Do we recommend this trip for other Baggers? Not likely. Would they find their way through the swamp and past the killer wasps? We doubt it. But do they want to be called the same as us? Of course they do: we are the Gambier Island Masochistic Urbermench's!

See the pictures here on Flickr.

Read Carolyn's report here.


Ean Jackson's picture

Your dinner got cold

Goodness, I was about to call North Shore Search and Rescue.  (Wouldn't that be ironic, eh?)

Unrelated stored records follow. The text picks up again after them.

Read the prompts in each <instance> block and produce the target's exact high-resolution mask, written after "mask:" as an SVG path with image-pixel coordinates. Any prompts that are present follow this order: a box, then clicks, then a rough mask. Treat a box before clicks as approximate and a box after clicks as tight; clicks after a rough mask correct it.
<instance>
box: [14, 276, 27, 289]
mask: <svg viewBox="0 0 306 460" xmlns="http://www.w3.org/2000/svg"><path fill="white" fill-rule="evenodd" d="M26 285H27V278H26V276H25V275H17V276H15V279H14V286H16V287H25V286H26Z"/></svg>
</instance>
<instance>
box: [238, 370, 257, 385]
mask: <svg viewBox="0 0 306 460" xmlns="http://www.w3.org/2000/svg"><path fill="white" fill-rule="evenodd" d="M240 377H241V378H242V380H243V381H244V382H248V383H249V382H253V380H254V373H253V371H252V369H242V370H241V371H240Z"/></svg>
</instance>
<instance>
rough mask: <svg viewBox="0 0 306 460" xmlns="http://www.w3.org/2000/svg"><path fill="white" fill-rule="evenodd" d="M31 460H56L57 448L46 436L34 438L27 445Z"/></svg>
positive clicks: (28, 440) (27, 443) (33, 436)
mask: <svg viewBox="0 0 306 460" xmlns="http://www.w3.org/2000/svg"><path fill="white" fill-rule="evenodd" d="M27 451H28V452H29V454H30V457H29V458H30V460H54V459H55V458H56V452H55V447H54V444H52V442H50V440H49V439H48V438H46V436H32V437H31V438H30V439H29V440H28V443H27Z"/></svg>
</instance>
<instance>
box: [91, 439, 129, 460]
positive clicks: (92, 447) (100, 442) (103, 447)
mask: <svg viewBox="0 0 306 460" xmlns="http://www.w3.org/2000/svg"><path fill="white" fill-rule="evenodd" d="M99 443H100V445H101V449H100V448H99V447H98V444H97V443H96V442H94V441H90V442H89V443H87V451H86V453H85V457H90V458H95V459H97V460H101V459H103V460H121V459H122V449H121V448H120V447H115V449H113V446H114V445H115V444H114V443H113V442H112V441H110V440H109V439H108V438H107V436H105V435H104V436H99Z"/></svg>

Great job of bagging 2 worthy peaks and a shitbag (e.g. Liddell.)  Several Baggers and a couple of BaggerMeisters drank a wee dram from both the Quaich of Victory (Macallan) and the Twisted Quaich (Johnnie Walker Blue Label) in your honor that evening.  Video to follow.  'Hope you had as much fun as we did!

Craig Moore's picture

in between the lines ...

speaking of videos, Carolyn posted a couple and also filled in between the lines a bit here.

neil ambrose's picture


That's what Craig said for about 10 minutes after the stings!! OMG David...that is really bad...really bad!! And Neil thought the sting on his stomach was bad! Thanks for suggesting the challenge on Gambier. We did well...16 hours on foot with no aid stations and we were still in good spirits. That's tough!



Killaine's picture

 Good work! I was thinking of

 Good work! I was thinking of doing this next year, but since it has been done now I thank you and need not bother! Aren't you being a little hard on Liddell, it's really not that bad (save for the long slog up to the lake). I found it quite fun :)

David Crerar's picture

You kids are insane!

Congratulations on a hitherto never-attempted staggering feat of heart-breaking baggery.

And nice use of artist's conch.

And I have a better/worse insect story, though: en route down from Perrault, arse-slid down off 2-metre high deadfall and landed up against a nest of bees or wasps. Only four or five stings, and could have been much worse, given the situs of contact.